Drug Makers Vie to Retain Market Share
Even as patent litigation drags on for US biosimilars, reference product makers who stand to lose sales of their biologics upon the arrival of biosimilar competition are developing innovative new products that may help them retain market dominance. Genentech, a member of the Roche group, has announced priority FDA review of its oncologic drug obinutuzumab, which the GALLIUM study found significantly improved progression-free survival over rituximab. Genentech also gained priority review of emicizumab, a hemophilia A prophylaxis treatment.

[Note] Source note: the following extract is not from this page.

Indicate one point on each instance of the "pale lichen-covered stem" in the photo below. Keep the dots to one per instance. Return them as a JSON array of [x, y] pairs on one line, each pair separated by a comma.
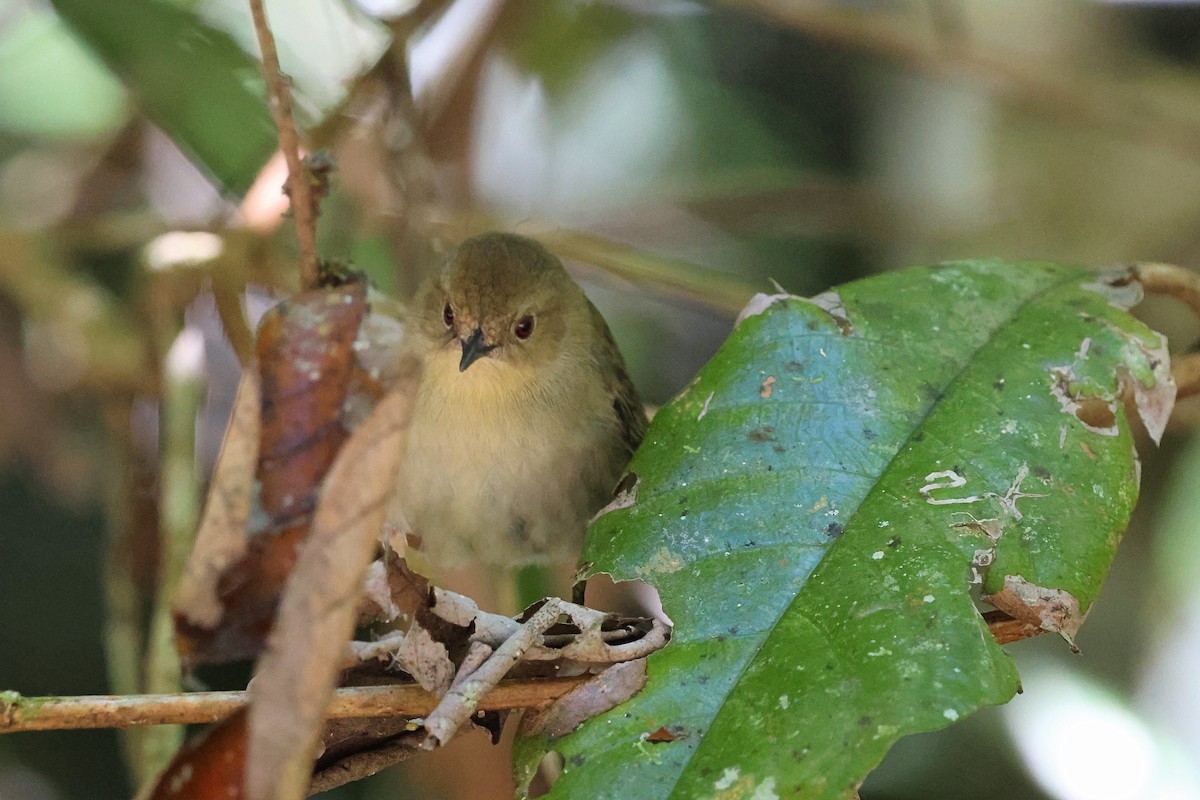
[[124, 624], [280, 100], [179, 507]]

Payers and Governments Seek Cost Relief
As drug companies seek to hold on to their shares of lucrative treatments, payers are looking for ways to control costs. Reference pricing, a framework under which an insurer or employer establishes a maximum contribution that it will make toward the price of a drug or a procedure in a therapeutic class, has proven to be an effective way to reduce payer spending, but it also increases out-of-pocket costs for patients. Tapering and withdrawing anti-TNF treatments also resulted in lower costs to payers, but a recent study found that the approach is associated with worse disease control for patients with rheumatoid arthritis. State governments, too, have an interest in bringing down drug prices, and a number of states have passed or enacted legislation aimed specifically at curbing the growing cost of drugs.
Europe Pilots New Biosimilar Uptake Initiatives
Meanwhile, in Europe, nations eager to see greater cost savings in their health systems are piloting new initiatives to spur biosimilar uptake. In the Lazio region of Italy, local clinicians received specific guidance on using biosimilars, resulting in a 14.4% increase in the prescribing of biosimilar filgrastim for the prevention of febrile neutropenia. Ireland has launched a consultation on the nation’s approach to biosimilars, and the country’s National Cancer Control Programme has issued new guidance on the usage of biosimilars in the treatment of cancer.

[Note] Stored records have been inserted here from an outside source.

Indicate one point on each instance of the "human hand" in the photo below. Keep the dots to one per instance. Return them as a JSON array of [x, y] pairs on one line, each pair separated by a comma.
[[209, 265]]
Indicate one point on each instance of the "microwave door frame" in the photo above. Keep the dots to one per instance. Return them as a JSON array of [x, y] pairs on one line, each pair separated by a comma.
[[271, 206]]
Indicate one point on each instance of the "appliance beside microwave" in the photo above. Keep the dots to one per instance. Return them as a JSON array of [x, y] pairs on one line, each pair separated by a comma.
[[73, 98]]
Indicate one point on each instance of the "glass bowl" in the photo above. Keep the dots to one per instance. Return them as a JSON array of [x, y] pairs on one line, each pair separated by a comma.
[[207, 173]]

Brexit Puts Pressure on the United Kingdom, EMA
UK stakeholders have hailed a new government position paper on Brexit that seeks to ensure the continued availability of drugs (and other goods) that are already in the single market. UK pharmaceutical companies are also calling for the government to make a £140 million (approximately $179.5 million) investment in pharmaceutical manufacturing to ensure a continued supply of drug therapies for the nation after its withdrawal from the European Union.
Meanwhile, the EMA is scaling back its activities to cope with its impending move from the United Kingdom to another, as-yet undetermined EU member state. The EMA and FDA hope that their limited resources can be put to more efficient use, however, with a new agreement that will allow the agencies to share confidential inspection information with one another.